Chatbots are omni-present these days, conversing with their human users on Facebook Messenger, mobile messengers such as WeChat, websites, apps and even TVs. The more advanced bots are using NLP (natural language processing) and other cognitive technologies to provide a human-like conversational experience.
Since messenger use is on the rise globally and users nowadays prefer to send messages rather than converse on the phone or through apps[1], we can only see the trend of chatbots continuing, especially as they get better and better at understanding the meaning behind their users’ words and delivering precise answers to the user’s enquiry.
What a chatbot ultimately does is to comprehend the users’ input and then formulate a (hopefully) smart answer to send back to the user. In order to find that answer, the chatbot can clarify the intent behind the user’s words and ask for missing information if necessary. Once all the required information has been collected, the chatbot then uses this information to find the best possible answer!

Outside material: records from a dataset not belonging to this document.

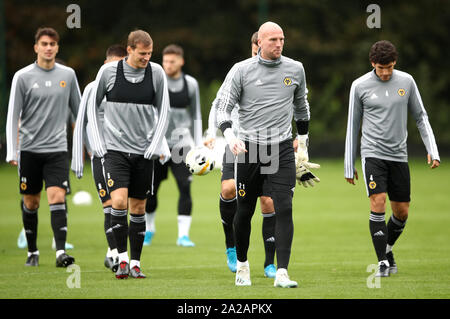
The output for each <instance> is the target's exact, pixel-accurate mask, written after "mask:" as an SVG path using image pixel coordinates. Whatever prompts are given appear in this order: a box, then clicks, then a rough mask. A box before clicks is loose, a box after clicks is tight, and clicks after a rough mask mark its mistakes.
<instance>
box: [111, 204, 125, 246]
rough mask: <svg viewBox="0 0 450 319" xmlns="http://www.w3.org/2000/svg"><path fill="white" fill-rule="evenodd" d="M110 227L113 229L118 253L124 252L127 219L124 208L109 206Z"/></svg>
mask: <svg viewBox="0 0 450 319" xmlns="http://www.w3.org/2000/svg"><path fill="white" fill-rule="evenodd" d="M111 228H112V229H113V234H114V239H115V241H116V245H117V251H118V252H119V253H124V252H126V251H127V243H128V221H127V210H126V209H114V208H111Z"/></svg>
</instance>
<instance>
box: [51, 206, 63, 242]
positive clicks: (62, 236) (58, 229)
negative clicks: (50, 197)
mask: <svg viewBox="0 0 450 319" xmlns="http://www.w3.org/2000/svg"><path fill="white" fill-rule="evenodd" d="M50 220H51V224H52V229H53V237H54V238H55V246H56V250H65V249H66V247H65V246H66V238H67V212H66V204H65V203H58V204H51V205H50Z"/></svg>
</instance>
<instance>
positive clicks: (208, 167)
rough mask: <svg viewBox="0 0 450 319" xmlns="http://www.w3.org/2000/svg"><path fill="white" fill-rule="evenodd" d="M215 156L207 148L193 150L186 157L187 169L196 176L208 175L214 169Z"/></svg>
mask: <svg viewBox="0 0 450 319" xmlns="http://www.w3.org/2000/svg"><path fill="white" fill-rule="evenodd" d="M214 165H215V160H214V154H213V153H212V152H211V151H210V150H209V149H208V148H206V147H204V146H200V147H195V148H193V149H191V150H190V151H189V152H188V154H187V155H186V167H187V168H188V169H189V172H191V174H194V175H206V174H208V173H209V172H211V171H212V170H213V169H214Z"/></svg>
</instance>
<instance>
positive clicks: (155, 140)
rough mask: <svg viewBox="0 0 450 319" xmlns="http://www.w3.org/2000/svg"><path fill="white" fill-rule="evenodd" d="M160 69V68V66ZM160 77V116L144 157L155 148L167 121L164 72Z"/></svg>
mask: <svg viewBox="0 0 450 319" xmlns="http://www.w3.org/2000/svg"><path fill="white" fill-rule="evenodd" d="M161 70H162V68H161ZM162 72H164V71H162ZM162 78H163V95H162V99H161V117H160V119H159V121H158V124H157V126H156V132H155V135H154V137H153V140H152V142H151V143H150V147H149V148H148V149H147V151H146V152H145V157H146V158H150V157H151V156H152V155H153V153H154V152H155V150H156V148H157V147H158V143H159V142H161V140H162V135H163V134H162V133H163V130H164V127H165V123H166V121H167V113H168V110H169V101H168V98H169V96H168V93H167V92H168V91H167V79H166V76H165V74H163V76H162Z"/></svg>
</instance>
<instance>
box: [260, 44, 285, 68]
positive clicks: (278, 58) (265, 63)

In many cases, chatbots will – after collecting the necessary input parameters from the user – trigger a regular search engine (such as Coveo, Elastic Search, Google Search or Azure Search) in the background to retrieve the information requested. This is done by sending a request to the search engine API, retrieving the answer back and formatting it for the user. The user can then refine their search by adding more parameters as needed.
An example would be a real estate search:
- A user is looking for an apartment to buy and starts talking to the bot of a real estate firm on Facebook
- The bot guides the user through the required parameters, asking for zip code, maximum price, minimum square meters and so on
- After the bot has gathered the required information, the bot triggers the search in an existing database, returning the first results to the user
- The user then says “I definitely need a balcony and water view”, which the bot processes and delivers refined results back
- When the user selects a property, the bot opens the property website, where the user can get more details
So in a way, chatbots are the natural next step for search, whether that is on a website, an app or an intranet. The user can specify much more exact information than they could in a single search text field and thus the results the user receives will be of much higher quality.